Peru takes step toward reducing drug flow to US

Peru is moving to stem the flow of drugs to the United States via Colombian refineries and Mexican middlemen as pressure mounts from Washington for a continent-wide crackdown. US pressure comes partly in a threat to cut economic aid unless governments fight drugs.

Peru's drug dealers, who supply half the world's cocaine raw material, took a beating recently when President Alan Garc'ia P'erez ordered raids that closed down South America's biggest cocaine laboratory. Mr. Garc'ia also fired a string of allegedly corrupt judges and police generals.

But US lawmakers say Latin America is not even scratching the surface of the narcotics problem. In its depressed economies, cocaine and marijuana have become important cash crops.
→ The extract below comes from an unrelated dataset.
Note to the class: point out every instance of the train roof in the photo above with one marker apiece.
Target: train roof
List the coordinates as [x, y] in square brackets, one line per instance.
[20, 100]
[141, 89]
``The situation is out of control,'' said Charles Rangel (D) of New York, chairman of the House Narcotics Abuse and Control Committee, after a fact-finding tour of Latin America in August. He said a greater resolve was noted among governments now but that one president visited during the trip said he had hesitated to use his nation's Army in the drug fight because he feared that its officers would become as corrupt as the police.

In Lima, committee members warned that Peru could lose half the $130 million earmarked in US aid for 1986 unless Garc'ia convinces Washington that he will take sustained action against coca exports, a $500-million-a-year industry.

Rep. Rangel's committee has recommended that the US spend $32 million in 1986 for Latin American drug-control programs, up 9 percent from 1985 and the largest US funding for any region. In order for the campaign to work, governments must develop crop-substitution plans to feed the peasants now making a living as growers of coca and marijuana, US officials say.

Latin America supplies 98 percent of the cocaine and 70 percent of the marijuana used in the US.